In today’s blog, I want to share my recent experience about big data and its application in the coastal engineering field. JBPacific is working on a range of coastal and flood projects throughout Australia and the Indo-pacific region. Whilst each project has a different focus, e.g. hazard mapping vs options analysis, they all require the processing of a growing amount of data. This step is often missed in the stereotypical engineering profile, which pictures an engineer getting straight into the design phase of a project, but the reality is that these designs cannot happen without the help of big datasets.
This month I have been working on a coastal hazard assessment in Cape York, Australia, where we are estimating the erosion from storms within the Torres Strait. But with little available wave buoy data, we needed to move to long-term simulations to understand the coastal climate. We selected the ERA5 reanalysis database for use, produced by the European Centre for Medium-Range Weather Forecasts (ECMWF), which combines historical observations, modelling and data assimilation.

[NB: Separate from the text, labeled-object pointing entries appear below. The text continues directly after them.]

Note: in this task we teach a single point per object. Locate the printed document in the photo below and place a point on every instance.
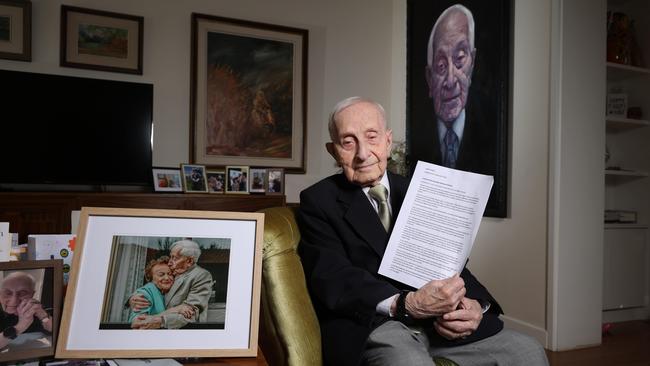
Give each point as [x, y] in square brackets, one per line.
[437, 224]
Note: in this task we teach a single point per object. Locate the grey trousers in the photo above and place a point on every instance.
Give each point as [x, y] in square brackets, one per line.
[393, 343]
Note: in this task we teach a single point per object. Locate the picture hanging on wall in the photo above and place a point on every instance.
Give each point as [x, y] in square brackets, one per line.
[16, 30]
[248, 93]
[458, 88]
[101, 40]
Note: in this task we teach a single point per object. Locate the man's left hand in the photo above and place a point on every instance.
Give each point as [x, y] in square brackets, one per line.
[146, 322]
[461, 322]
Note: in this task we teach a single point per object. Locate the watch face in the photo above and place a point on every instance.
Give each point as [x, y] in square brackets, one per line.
[9, 332]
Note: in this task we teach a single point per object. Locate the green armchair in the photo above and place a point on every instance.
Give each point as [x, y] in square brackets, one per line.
[289, 331]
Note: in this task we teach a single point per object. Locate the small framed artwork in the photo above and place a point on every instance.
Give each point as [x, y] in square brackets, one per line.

But the entire dataset is huge! – with hourly wind/wave estimates available from 1979 to present at any point on Earth on a 0.5 by 0.5 degree grid.
Unfortunately Excel just isn’t suitable for this type of data analysis, so we have been using Python to review historic conditions, create wave roses, consider seasonal shifts and estimate extremes. Python is a free general-purpose programming language that is relatively simple to use after a bit of practise. For any first-time users I would recommend the Anaconda environment and the PANDAS and NUMPY libraries. These allow us to create plots like the following image, which shows the seasonal changes in wind and wave conditions in the Torres Strait. Another merit of developing Python scripts is the increase in work efficiency by minimising the amount of repetitive work. For example, the scripts we create to display wind/wave roses are utilised for several projects.
Figure 1: Wave roses showing the difference between dry season and wet season, due to trade winds, based on ERA5 data.
Other big(ish) datasets used in this analysis is the Southern Hemisphere Tropical Cyclone Data Portal, which we analyse using Python tools such as PANDAS, NUMPY, SEABORN, and SCIKIT LEARN. Here we can review different statistical relationships between parameters such as central pressure, radius to maximum winds, cyclone direction etc. The plot below shows a hexplot distribution of east coast cyclone events comparing central pressure (Pc) and radius to the outermost isbobar. The result can be estimation of design cyclone conditions, which can be used in conjunction with open-source packages such as Delft3D to estimate the nearshore effects.
Figure 2: Analysis of cyclone statistical relationships - PC and ROCI, based on raw cyclone data.
I have been in the engineering field for nine months now and am still surprised to see the increasing use of datasets throughout our work. We are starting to see tools like Python used more than our CAD software packages – perhaps identifying the need to update our views on what a traditional ‘engineer’ looks like.